Friday, April 14th, 2006

Pssst! Book recommendations from LibraryThing

I just launched the new “Pssst!” feature, which examines your catalog against patterns in the catalogs of LibraryThing’s other 30,000 users to produce book recommendations just for you. LibraryThing already suggested books on a book-by-book basis, and matched you up with users who had similar libraries. This completes the circle.

To use the feature you need to have cataloged ten books. If you have, check our your recommendations. If you haven’t, check out my recommendations—ancient civilization and web design, it got me. (Incidentally, yes I have read Thucydides. I just have another 2,000 books to catalog!)

Recommendations are available in three types:

  • People with your books also have…
  • Similarly-tagged books
  • Most popular books you don’t have

In each case, I’ve divided the recommendations into “fiction” and “non-fiction” (a rough, algorithmically-determined label).

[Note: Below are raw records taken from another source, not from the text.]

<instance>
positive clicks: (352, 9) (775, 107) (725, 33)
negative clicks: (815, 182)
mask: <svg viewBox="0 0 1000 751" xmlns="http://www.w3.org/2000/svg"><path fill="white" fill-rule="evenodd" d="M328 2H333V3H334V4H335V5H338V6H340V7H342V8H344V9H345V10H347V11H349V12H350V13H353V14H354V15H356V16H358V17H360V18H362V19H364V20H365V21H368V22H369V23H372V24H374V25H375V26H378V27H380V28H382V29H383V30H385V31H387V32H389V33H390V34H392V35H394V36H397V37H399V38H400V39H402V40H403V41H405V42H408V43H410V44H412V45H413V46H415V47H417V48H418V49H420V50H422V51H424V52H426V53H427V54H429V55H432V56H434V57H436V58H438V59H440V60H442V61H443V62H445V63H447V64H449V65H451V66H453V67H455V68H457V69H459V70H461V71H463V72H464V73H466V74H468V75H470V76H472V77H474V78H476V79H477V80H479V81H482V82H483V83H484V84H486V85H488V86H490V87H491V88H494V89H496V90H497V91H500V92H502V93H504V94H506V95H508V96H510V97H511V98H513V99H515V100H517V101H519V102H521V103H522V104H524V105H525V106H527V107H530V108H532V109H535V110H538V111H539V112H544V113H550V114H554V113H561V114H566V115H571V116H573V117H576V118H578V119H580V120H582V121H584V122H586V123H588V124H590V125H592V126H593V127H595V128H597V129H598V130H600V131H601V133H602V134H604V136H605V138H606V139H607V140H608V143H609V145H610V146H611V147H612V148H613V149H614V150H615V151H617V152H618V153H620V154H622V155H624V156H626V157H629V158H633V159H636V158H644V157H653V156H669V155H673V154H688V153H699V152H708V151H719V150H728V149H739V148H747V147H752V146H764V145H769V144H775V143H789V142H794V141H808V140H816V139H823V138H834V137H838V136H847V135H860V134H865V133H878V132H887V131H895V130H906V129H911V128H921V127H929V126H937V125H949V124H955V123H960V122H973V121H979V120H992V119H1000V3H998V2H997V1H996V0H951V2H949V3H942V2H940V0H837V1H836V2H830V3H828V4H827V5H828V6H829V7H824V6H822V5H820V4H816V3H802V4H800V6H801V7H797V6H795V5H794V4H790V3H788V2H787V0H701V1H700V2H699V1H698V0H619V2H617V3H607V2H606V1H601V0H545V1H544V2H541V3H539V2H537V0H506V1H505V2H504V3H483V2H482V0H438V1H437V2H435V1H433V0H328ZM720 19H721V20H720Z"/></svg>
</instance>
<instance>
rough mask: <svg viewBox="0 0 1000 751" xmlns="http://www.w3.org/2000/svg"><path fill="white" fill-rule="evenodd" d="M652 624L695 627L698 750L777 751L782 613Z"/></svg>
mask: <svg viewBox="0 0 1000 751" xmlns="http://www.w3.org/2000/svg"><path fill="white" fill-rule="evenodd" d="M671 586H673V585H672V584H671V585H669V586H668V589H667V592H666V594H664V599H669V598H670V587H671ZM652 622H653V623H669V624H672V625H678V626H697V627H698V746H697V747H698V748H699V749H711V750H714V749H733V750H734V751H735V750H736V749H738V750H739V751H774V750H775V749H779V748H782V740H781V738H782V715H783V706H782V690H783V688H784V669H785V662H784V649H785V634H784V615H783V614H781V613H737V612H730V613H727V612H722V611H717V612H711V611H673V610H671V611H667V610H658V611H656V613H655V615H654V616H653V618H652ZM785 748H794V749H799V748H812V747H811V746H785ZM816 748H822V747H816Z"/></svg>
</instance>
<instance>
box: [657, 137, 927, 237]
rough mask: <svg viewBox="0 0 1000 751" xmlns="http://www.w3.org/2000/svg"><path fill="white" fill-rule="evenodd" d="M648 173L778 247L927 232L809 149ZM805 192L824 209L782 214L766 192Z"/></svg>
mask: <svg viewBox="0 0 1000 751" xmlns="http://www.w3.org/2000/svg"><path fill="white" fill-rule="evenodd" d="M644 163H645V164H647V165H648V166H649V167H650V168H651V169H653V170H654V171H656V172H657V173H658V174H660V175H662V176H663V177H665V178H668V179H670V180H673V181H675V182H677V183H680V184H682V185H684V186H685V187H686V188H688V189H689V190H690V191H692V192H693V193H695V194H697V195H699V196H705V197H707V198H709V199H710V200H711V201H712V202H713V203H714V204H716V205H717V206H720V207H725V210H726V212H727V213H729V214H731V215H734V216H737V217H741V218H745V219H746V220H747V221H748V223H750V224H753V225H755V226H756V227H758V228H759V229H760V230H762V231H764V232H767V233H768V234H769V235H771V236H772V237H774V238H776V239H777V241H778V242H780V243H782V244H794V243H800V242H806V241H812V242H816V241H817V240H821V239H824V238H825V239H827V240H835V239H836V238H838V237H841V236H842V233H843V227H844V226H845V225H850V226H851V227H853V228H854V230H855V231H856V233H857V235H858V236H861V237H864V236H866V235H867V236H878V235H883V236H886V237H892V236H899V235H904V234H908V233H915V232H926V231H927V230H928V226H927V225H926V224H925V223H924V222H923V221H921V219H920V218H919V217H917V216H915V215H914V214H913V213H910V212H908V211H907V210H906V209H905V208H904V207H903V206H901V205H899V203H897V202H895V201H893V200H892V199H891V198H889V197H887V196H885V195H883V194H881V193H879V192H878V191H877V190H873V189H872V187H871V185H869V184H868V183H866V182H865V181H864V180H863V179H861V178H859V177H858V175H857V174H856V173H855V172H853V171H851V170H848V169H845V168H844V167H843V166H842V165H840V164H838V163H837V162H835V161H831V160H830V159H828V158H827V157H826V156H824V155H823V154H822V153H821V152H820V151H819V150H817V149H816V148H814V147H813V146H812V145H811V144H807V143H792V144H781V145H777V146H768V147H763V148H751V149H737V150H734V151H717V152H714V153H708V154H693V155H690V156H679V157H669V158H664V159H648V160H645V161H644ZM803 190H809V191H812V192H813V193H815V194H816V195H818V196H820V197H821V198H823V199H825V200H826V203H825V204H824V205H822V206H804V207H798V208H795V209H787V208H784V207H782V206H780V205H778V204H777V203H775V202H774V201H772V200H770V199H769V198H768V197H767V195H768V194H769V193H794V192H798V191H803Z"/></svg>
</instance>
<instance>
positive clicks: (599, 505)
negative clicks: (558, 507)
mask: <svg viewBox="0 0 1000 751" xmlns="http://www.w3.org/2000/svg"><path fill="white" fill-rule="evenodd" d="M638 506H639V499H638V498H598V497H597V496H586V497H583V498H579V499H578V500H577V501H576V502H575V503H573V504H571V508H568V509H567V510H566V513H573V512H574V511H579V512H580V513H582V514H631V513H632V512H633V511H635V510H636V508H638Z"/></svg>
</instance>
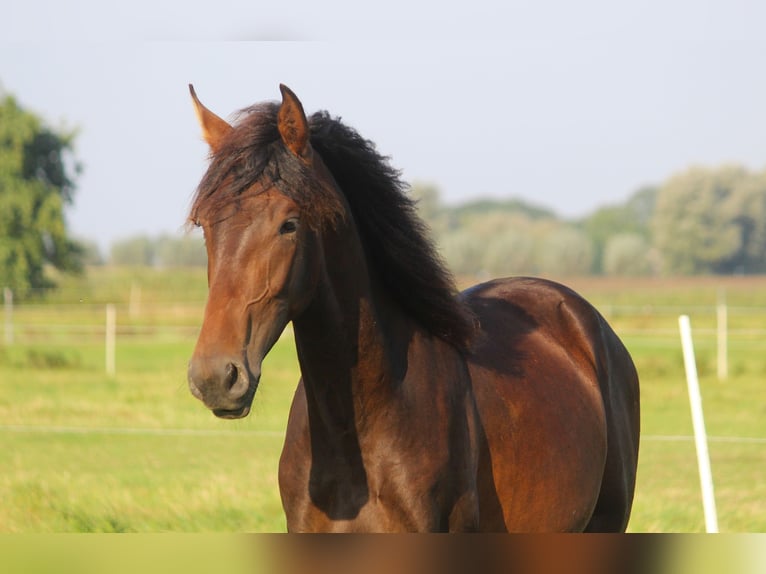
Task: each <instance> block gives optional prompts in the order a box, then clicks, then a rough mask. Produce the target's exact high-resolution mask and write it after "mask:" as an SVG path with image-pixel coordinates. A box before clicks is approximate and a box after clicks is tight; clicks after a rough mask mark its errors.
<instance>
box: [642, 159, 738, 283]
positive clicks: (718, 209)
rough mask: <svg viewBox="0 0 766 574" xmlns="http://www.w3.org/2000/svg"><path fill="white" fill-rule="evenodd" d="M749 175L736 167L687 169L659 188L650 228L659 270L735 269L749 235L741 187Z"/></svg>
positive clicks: (704, 269) (727, 166)
mask: <svg viewBox="0 0 766 574" xmlns="http://www.w3.org/2000/svg"><path fill="white" fill-rule="evenodd" d="M750 177H751V176H750V174H748V172H747V171H746V170H745V169H744V168H742V167H739V166H726V167H722V168H718V169H710V168H692V169H690V170H688V171H686V172H684V173H681V174H679V175H677V176H675V177H672V178H670V180H668V181H667V182H666V183H665V185H663V186H662V187H661V188H660V190H659V192H658V195H657V204H656V207H655V212H654V217H653V220H652V230H653V234H654V245H655V246H656V247H657V248H658V250H659V251H660V253H661V255H662V258H663V266H664V272H665V273H670V274H674V273H678V274H685V275H690V274H698V273H731V272H733V271H737V270H739V269H740V268H741V266H742V264H743V254H744V253H746V252H747V245H746V242H747V241H748V239H749V237H748V233H747V231H746V227H747V225H748V224H747V222H748V221H749V217H748V216H747V215H748V214H746V213H744V212H743V207H744V205H746V204H747V203H748V202H747V201H743V200H744V199H745V198H744V195H743V193H742V190H743V186H745V185H746V184H747V182H748V180H749V178H750Z"/></svg>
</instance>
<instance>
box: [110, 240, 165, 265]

You can click a link to exclude books by authors already in your collection, so a mystery buff doesn’t get showered with minor Agatha Christie novels.

Needless to say, the point is not commercial. Although you can find commercial links, I didn’t add any to the recommendations page. I hope you’ll agree that LibraryThing—with no funding and building on a real community—produces recommendations as good or better than the ones you’re getting from Amazon, and ones not tilted toward current offerings or what you bought last week.* Community beats commerce, even in commerce.

Let me know what you think here, or discuss it at length on the Google Group.

The back story:

Long-time users may remember a previous feature that also produced book recommendations. I took it down because the math was so complex that it was slowing the site down, even when I required people to wait 20 minutes for the results. This new algorithm is much faster, relying on the existing book-by-book recommendations. (Book recommendations are regenerated on a sliding schedule, at night.) The old feature was also made before the “works system,” so it threw up a lot of books already in your catalog. Even so, I want to bring back suggestions focused on most-similar users, if I can do it in a way that doesn’t kill the server.

I agonized over the name—Recommendations? Suggestions? I even contemplated “Pimp a Book” (I own the domain). “Pssst!” sounds a little gimmicky, a little “marketing-ish,” too “Pssst!®.” The deciding factor was length. I wanted to give it its own tab—it’s a major feature already, and I have plans to expand it. The other options were just too long.

Lastly, I want or plan to extend the feature in the following ways:

  • A way to mark what you think of the recommendation—good, bad, totally off-the-wall.
  • A way to add a book to your wish list.
  • Tracking the list over time, so you could find out the “new” recommendations.
  • A “why” button. (For example: “Suggested because you own The Hobbit and Sexing the Cherry.”) That’s very expensive to do for all books at a time. One-by-one, I could “Ajax” the answer in, but so much Ajaxing—people will click “why,” “why,” “why” like mad—makes me nervous.

Oh, I renamed “extras” to “Tools and Toys.” I’ll be adding to that tab quite a bit in the coming weeks. Have the cool toys—chicklets, Thingamabrarians, that nifty LibraryThing-Outlook-PDA conversions, etc.—never made it off the blog or Google Group.

*I mourn the fact that my Amazon recommendations have flipped, from obscure Throwing Muses albums (of course, I have all of them, but Amazon don’t know that), to baby-care books. O for lost youth!